Bambrick knew this kind of humiliation for a fact. He and Hayes had endured sexual assault as adolescents. The two men shared an unusual bond over decades. Both were priests who had been sexually abused by priests when they were teenagers. They confided to each other the details of their painful past. "My abuse was bad, but Gary's was horrendous," Bambrick told his family and friends. The fact that he survived it is a testament to his resiliency and the miracle of his life," said Bambrick, who is pastor of St. Aloysius Church in Jackson, New Jersey. He is a member of the Survivors Network of Those Abused by Priests and is a founding member of both Jordon's Crossing and Catholic Whistleblowers. He is a board member of New Jersey Child Assault Prevention, and, in 2002, he testified before the United States Conference of Catholic Bishops.

When asked years before by reporters how he could become and remain a priest after he had been violated by two Catholic priests, Hayes replied: "God didn't do this; man did." Understanding the difference, Bambrick said, helped Hayes become a compassionate listener for the abused and troubled, a whistleblower and advocate for ridding the church of its abusive priests and a founder of support groups for priests who were abused as children by priests.
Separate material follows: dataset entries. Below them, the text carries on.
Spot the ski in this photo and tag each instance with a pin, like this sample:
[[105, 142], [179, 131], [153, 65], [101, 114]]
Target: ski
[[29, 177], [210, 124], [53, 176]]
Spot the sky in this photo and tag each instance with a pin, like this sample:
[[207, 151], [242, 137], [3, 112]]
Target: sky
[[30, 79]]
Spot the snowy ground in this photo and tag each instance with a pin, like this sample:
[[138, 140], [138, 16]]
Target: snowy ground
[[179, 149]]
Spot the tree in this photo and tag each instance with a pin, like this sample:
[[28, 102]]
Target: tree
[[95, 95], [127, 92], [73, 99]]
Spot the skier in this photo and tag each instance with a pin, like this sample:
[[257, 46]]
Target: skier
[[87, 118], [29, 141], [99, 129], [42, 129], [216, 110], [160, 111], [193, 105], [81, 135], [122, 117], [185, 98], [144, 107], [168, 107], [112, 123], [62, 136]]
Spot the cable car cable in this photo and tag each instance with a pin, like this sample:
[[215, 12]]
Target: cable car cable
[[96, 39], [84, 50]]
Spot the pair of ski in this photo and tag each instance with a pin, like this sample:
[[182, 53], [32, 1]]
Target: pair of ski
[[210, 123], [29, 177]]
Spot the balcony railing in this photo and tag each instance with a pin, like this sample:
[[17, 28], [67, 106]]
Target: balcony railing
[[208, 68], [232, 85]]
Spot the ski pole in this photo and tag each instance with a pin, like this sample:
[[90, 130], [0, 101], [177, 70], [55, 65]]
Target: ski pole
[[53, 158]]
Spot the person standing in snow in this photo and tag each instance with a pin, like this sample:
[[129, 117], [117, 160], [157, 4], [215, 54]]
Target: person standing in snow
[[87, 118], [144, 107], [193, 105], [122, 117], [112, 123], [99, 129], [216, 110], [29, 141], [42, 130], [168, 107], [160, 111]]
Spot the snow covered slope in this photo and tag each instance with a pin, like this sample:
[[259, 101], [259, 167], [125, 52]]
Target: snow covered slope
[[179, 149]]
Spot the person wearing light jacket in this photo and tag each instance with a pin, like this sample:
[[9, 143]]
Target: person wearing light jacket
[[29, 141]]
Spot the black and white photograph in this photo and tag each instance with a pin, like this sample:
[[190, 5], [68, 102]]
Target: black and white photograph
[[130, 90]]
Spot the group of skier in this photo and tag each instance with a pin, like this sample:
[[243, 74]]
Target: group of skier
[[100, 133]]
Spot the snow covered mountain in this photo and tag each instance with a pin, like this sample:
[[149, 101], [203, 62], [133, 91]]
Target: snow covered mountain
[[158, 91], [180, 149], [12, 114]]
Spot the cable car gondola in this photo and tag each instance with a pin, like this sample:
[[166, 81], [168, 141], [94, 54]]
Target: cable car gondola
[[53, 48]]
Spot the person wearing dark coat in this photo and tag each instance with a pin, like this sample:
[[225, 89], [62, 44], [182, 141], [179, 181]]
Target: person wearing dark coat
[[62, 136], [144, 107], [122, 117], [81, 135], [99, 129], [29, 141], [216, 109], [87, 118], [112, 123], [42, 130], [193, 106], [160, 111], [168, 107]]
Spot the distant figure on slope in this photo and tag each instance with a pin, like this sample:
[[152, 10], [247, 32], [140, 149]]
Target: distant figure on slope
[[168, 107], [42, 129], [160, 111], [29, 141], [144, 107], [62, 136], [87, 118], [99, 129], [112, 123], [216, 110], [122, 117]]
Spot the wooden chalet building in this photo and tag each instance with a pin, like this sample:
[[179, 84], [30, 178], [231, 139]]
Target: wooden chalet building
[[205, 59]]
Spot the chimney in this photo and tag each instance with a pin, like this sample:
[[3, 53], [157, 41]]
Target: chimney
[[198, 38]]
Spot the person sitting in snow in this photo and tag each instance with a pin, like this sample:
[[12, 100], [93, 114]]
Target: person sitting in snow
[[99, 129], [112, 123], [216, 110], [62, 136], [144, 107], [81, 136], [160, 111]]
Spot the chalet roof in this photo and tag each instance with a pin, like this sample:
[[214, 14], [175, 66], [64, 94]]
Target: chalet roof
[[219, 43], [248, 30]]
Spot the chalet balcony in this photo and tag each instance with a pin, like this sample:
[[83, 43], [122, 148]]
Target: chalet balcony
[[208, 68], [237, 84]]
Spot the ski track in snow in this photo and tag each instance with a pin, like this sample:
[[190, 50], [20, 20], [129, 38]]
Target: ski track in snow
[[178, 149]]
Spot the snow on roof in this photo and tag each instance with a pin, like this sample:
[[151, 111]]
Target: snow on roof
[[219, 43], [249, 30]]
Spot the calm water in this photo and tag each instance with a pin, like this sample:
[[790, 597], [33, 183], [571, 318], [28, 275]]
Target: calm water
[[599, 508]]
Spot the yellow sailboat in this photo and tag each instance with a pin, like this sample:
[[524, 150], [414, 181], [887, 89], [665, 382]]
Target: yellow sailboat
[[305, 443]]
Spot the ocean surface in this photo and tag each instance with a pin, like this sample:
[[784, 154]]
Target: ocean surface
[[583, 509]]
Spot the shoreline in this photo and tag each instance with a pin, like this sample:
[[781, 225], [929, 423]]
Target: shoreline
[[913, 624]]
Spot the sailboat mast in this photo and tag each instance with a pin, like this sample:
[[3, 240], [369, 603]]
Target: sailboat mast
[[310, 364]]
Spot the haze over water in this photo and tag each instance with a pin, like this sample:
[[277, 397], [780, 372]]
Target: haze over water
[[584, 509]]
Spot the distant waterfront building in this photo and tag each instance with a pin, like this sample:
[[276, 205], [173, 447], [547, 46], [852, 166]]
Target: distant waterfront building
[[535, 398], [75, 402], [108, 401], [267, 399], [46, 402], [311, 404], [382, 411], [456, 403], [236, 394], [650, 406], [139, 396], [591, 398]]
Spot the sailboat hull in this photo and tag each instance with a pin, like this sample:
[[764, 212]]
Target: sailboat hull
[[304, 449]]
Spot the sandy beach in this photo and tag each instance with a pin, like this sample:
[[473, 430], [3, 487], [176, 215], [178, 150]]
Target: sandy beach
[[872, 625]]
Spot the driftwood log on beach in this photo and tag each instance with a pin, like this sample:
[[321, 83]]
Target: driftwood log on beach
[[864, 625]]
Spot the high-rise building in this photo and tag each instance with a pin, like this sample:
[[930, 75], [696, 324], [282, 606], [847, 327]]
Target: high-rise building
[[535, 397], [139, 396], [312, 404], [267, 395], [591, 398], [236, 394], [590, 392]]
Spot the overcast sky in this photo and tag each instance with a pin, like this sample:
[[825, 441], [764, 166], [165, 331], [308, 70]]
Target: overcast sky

Jordan's Crossing and Victims of Clergy Abuse Linkup were two of the support networks Hayes and Bambrick worked on together.

Hayes was among 25 survivors of clergy sex abuse and their supporters who sat in a closed circle with four cardinals and St. Paul-Minneapolis Archbishop Harry Flynn at a meeting of U.S. bishops in Dallas in June 2002. Hayes was not afraid to tell the assembled eminences — Anthony Bevilacqua of Philadelphia, William Keeler of Baltimore, Roger Mahony of Los Angeles, Theodore McCarrick of Washington, D.C. and Flynn — that their draft document on protecting children from predatory clergy was "totally inadequate."

Hayes and other survivors addressing the Dallas meeting sought action, not policy papers; they wanted sexually abusing priests drummed out of the church. Hayes did not accept that the six months of daily therapy abuser priests were given would rid them of their disorder, nor did he want bishops to appoint survivors a therapist through their Catholic Charities organizations, as was the norm in most sees then.

Hayes became a major figure in the survivor movement in June 1993 when he sued church officials over alleged childhood sexual molestation by a clergyman. Two of his childhood friends from his hometown of Millville, New Jersey, joined him in the lawsuit, as did the two men's parents. All three men said they had been sexually abused by the same two priests in their youth.

Hayes became the first priest ever to sue church officials over sex abuse charges and the first to file his class-action suit under federal racketeering (RICO) statutes used to prosecute organized crime. The men claimed they had often been transported across state lines by their abusers "for the express purpose of having forcible sexual contact with the then-minor plaintiffs."

The lawsuit, which was settled out of court in October 1993, named the dioceses of Camden, New Jersey, and of Providence, Rhode Island, where the two alleged abuser priests lived and worked. It also brought charges against the U.S. Conference of Catholic Bishops and several church officials in the Northeast, contending that bishops had destroyed documentation of the abuse and threatened the teens to keep them silent when they first reported the molestation.

For his candor, Hayes said he had been expelled from the Camden Diocese but had found refuge in the Diocese of Owensboro, Kentucky, where he served a number of rural parishes, had a host of friends and a good relationship with Owensboro's Bishop John McRaith.

As his cancer worsened, Hayes chose to come home to Millville and die among family and friends. He is survived by three brothers, a sister, an aunt and many nieces, nephews and cousins.

In an interview given jointly by Hayes and Bambrick, Hayes was asked what he hoped his legacy would be. The priest referred to a prayer that begins: "Lord, let me be a holy disturbance."

"I think he fulfilled it," Bambrick said of his long-time friend.